Introduction
The study I chose for the project is one of the example studies posted: ‘Single-cell transcriptional profiles in human skeletal muscle’ by Rubenstein et. al (2020). The overall aim of this study was to characterize muscle cells gene expression at the single cell level to understand effects of exercise and pathophysiology of muscle disease for different skeletal muscle cell types. When characterizing gene expression with regular RNA sequencing (RNAseq) (as opposed to single cell RNA sequencing (scRNAseq)), it is necessary to have well characterized gene signatures of each cell type in a bulk sample to estimate differences in cell-type proportion vs. changes in gene regulation between bulk samples containing different cell types. These signatures had not been established for skeletal muscle tissues, making it difficult to deconvolve differences in proportion of cell types vs. gene regulation changes between skeletal muscles samples when using RNAseq data from bulk samples. This paper addressed this issue by employing scRNAseq to obtain comprehensive marker gene panels for the cell types found in human muscle genes. In addition to this marker gene characterization, this paper reports a discovery of a previously uncharacterized human FAP (Fibro-adipogenic progenitor) cell population. The paper demonstrates the utility of newly identified marker genes by employing them to deconvolve a previously published large human skeletal microarray dataset.

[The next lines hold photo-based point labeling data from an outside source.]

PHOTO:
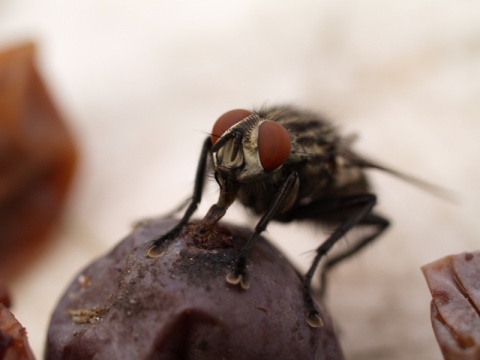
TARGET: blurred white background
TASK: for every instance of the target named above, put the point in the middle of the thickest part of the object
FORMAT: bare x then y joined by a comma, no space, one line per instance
141,83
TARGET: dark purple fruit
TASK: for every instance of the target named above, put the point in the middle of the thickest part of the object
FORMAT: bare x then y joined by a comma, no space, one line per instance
178,305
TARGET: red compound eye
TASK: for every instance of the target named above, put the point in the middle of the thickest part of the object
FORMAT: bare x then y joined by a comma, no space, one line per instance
226,121
273,145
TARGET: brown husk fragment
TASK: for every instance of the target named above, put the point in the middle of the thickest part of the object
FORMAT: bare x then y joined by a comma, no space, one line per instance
178,306
13,338
37,159
454,282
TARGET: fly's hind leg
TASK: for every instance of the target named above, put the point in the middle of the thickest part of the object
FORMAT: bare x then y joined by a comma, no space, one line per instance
358,207
158,245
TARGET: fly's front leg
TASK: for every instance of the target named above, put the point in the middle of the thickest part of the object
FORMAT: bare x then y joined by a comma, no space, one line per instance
157,246
364,205
239,275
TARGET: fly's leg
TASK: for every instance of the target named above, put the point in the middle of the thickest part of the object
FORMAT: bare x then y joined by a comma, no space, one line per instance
380,224
157,246
363,205
239,275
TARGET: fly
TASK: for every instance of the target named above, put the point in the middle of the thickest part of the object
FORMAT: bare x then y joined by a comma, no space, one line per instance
286,164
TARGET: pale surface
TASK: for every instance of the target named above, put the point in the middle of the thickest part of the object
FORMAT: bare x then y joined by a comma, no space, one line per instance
143,82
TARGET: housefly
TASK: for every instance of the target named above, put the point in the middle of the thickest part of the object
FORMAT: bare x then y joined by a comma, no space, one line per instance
286,164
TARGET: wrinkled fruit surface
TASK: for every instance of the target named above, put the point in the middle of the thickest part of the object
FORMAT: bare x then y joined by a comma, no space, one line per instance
126,305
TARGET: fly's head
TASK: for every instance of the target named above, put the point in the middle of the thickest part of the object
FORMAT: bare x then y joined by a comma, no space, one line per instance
246,147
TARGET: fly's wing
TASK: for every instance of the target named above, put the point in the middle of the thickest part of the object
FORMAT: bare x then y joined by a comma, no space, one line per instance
433,189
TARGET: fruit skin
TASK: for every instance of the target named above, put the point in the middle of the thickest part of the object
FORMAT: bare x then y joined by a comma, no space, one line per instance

The type of data used in the study was scRNAseq from human and mouse samples, as well as microarray data from human samples. RNAseq data comes in FASTQ and BCL format, however the data that I accessed was pre-processed as counts matrices of (genes x cells) in .csv format. There were 4 of these count matrices in total: one for each of the 4 samples subjected to scRNAseq in this study. The data can be accessed here
Methods
I structured my code to first read in and organize the data so that I could analyze it. This was fairly straightforward: read in 4 .csv files and concatenate them into one data frame by joining them based on gene, since they all of the same genes for row indices. Next, I transformed the data frame into an Anndata object, because this is the required format for the module Scanpy, a python module I used which is based off Seurat, an R package for single-cell genomics. The last thing I needed to do before analysis was normalize the data; while the data was preprocessed, it was not normalized across all 4 samples. The paper did not specify a method, so I used a common method, which is scaling the data per cell, so that all of the cells have the same total read count (I chose 1000 reads) and then log1p() transforming the entire matrix. This second step stabilizes the variance and improves PCA results by reducing multiplicative differences in non-log transformed data to additive differences (Booeshaghi et. al).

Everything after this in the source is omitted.